We reviewed the data of 42 consecutive patients (mean age 55 +/- 12 years) who underwent surgery for control of recurrent drug-refractory ventricular arrhythmia. A history of myocardial infarction was present in 38 patients, 4 patients had congenital heart disease (2 aneurysms, 1 right ventricular dysplasia, 1 hamartoma). The mean LV ejection fraction was 40 +/- 14%. At preoperative electrophysiologic study, ventricular tachycardia was inducible in 32 of 33 patients. The mean heart rate was 188/min. A mean of 3.3 +/- 2.1 antiarrhythmic drug trials were ineffective. The most frequently performed surgical procedure (n = 36) was visually guided subendocardial resection, alone or in combination with cryothermal ablation. In 30 patients additional aneurysmectomy was performed. A mean of 1.9 +/- 1.4 coronary arteries in 32 patients were bypassed. The overall in-hospital mortality (30 days) was 9.5% (1 arrhythmic death, 1 pump failure, 1 sepsis, 1 hemorrhagic shock). We found 2 significant (p < 0.05) predictors of perioperative mortality: recent myocardial infarction and patient's age. During a mean follow-up of 33 months (range 1 to 90), there were 3 sudden cardiac deaths and 6 nonfatal recurrences of ventricular tachycardia which were subsequently prevented with antiarrhythmic drug therapy. Thus, the overall success in control of arrhythmia was 92%, in 59% by surgery alone. Survival was 79% at 2 years after surgery and 63% at 5 years. We conclude that patients who have successful subendocardial resection and aneurysmectomy for control of ventricular arrhythmia have an excellent chance of arrhythmia-free survival and a relatively good prognosis.

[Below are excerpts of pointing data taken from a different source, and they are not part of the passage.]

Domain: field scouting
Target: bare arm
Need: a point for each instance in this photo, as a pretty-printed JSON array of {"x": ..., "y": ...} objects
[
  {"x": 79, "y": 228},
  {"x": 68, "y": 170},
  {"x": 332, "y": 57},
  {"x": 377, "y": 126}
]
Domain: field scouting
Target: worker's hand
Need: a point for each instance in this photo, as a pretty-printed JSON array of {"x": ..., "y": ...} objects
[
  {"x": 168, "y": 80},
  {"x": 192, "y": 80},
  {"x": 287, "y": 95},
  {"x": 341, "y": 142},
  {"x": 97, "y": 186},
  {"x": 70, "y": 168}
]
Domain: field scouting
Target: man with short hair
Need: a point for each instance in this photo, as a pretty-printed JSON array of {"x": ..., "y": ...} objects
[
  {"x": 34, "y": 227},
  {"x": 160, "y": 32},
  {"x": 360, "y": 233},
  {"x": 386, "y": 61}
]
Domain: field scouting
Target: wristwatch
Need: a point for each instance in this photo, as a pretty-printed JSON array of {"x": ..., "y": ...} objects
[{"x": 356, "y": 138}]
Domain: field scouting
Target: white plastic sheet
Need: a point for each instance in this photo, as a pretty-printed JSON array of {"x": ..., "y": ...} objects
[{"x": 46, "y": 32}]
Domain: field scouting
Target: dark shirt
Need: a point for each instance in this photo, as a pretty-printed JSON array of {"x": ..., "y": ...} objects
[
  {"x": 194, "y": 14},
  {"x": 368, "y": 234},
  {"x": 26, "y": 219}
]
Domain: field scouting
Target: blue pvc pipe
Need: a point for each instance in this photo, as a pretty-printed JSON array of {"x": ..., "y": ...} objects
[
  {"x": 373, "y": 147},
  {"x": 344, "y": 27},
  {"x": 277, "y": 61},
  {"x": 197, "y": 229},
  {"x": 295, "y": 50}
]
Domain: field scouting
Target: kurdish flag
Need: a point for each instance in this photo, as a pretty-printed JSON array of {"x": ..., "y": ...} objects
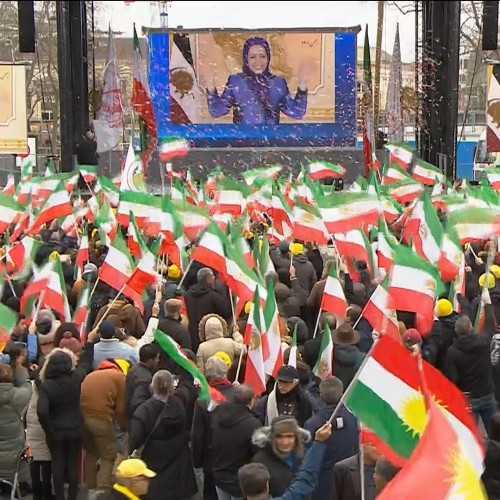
[{"x": 386, "y": 396}]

我们回顾了42例连续接受手术以控制复发性药物难治性室性心律失常患者的数据(平均年龄55±12岁)。38例患者有心肌梗死病史,4例患者有先天性心脏病(2例动脉瘤、1例右心室发育不良、1例错构瘤)。左心室射血分数平均为40±14%。术前电生理研究显示,33例患者中有32例可诱发出室性心动过速。平均心率为188次/分钟。平均3.3±2.1次抗心律失常药物试验无效。最常施行的手术(n = 36)是直视下的心内膜下切除术,单独或联合冷冻消融术。30例患者还进行了动脉瘤切除术。32例患者平均有1.9±1.4支冠状动脉接受了搭桥手术。总的住院死亡率(30天)为9.5%(1例心律失常死亡、1例泵衰竭、1例脓毒症、1例失血性休克)。我们发现围手术期死亡率的2个显著(p < 0.05)预测因素:近期心肌梗死和患者年龄。在平均33个月(范围1至90个月)的随访期间,有3例心源性猝死和6例室性心动过速非致命复发,随后通过抗心律失常药物治疗得以预防。因此,心律失常控制的总体成功率为92%,其中仅手术控制的成功率为59%。术后2年生存率为79%,5年生存率为63%。我们得出结论,成功进行心内膜下切除术和动脉瘤切除术以控制室性心律失常的患者有极好的无心律失常生存机会和相对良好的预后。